Waterfowl in a Clapnet
The importance of the temple of King Mentuhotep II at Deir el-Bahri is second only to the one of King Djoser's step pyramid complex at Saqqara. Seen from its formal garden in front the monument had the appearance of a stepped structure with two superimposed terraces with colonnades, towered by a central cube-like "primeval hill," on top of which - as some scholars believe, others question - may have been a pyramid. The central "cube" was surrounded on all four sides by pillared halls. Further west, and cut into the rock face, followed an open courtyard and then Egypt's earliest hypostyle hall. At the westernmost end of this hall a niche contained a colossal statue of the king and in front of it screen walls sheltered a small sanctuary with an altar. Reliefs in the hypostyle hall were carved in sandstone, while limestone reliefs decorated the pillared halls around the central "cube" and the upper and lower porticoes. The temple was dedicated to the cult of the deceased Mentuhotep II, the upper Egyptian solar deity Montu-Re and, in its late phase, the newly emerging god Amun-Re.
Almost all the relief decorated walls of the Mentuhotep II temple were pulled down during quarrying by late Rameside construction crews searching for reusable stone material.
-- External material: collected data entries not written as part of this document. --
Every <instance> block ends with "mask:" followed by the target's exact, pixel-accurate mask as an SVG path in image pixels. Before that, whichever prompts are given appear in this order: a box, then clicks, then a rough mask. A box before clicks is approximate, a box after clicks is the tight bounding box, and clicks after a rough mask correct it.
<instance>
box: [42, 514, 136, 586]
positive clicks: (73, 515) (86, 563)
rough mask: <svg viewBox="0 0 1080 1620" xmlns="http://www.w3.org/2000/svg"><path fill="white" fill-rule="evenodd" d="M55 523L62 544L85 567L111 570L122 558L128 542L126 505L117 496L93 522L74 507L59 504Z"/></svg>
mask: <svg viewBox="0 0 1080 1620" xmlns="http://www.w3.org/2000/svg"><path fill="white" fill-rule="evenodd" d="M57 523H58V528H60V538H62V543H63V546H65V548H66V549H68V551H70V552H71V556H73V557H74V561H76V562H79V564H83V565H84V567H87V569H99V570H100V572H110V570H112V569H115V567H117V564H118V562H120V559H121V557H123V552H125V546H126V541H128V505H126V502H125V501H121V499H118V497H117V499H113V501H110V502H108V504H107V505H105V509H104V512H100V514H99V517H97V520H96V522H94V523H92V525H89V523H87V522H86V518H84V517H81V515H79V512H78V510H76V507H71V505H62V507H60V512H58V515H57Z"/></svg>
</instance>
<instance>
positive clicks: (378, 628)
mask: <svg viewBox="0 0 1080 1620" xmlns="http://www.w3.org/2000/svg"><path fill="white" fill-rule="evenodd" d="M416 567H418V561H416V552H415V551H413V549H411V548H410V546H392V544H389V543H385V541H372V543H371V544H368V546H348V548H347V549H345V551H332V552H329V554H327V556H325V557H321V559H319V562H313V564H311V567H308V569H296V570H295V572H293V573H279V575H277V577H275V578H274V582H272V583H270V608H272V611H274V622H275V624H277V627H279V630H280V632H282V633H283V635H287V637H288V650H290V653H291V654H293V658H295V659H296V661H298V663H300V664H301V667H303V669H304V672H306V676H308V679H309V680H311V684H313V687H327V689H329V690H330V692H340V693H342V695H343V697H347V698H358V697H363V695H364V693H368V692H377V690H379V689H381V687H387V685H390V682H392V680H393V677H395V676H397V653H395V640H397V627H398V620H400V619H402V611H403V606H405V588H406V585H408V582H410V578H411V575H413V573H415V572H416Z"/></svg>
Many blocks, however, got smashed during these activities and thus thousands of fragments survived to be found by the excavators: first Lord Dufferin in 1859-1860, then Edouard Naville working for the British Egypt Exploration Fund in 1903-1907. This fragment must have been part of a large relief depicting birds being caught in a clapnet set by the king's fowlers (see 08.201.1d for a completely preserved depiction of this activity). The scene may have had its place in one of the the upper colonnades of the temple. The mesh of the net appears in yellow white paint against the bodies of the birds whose uniformly brown and yellow coloring is presumably due to repaint in the early Rameside time.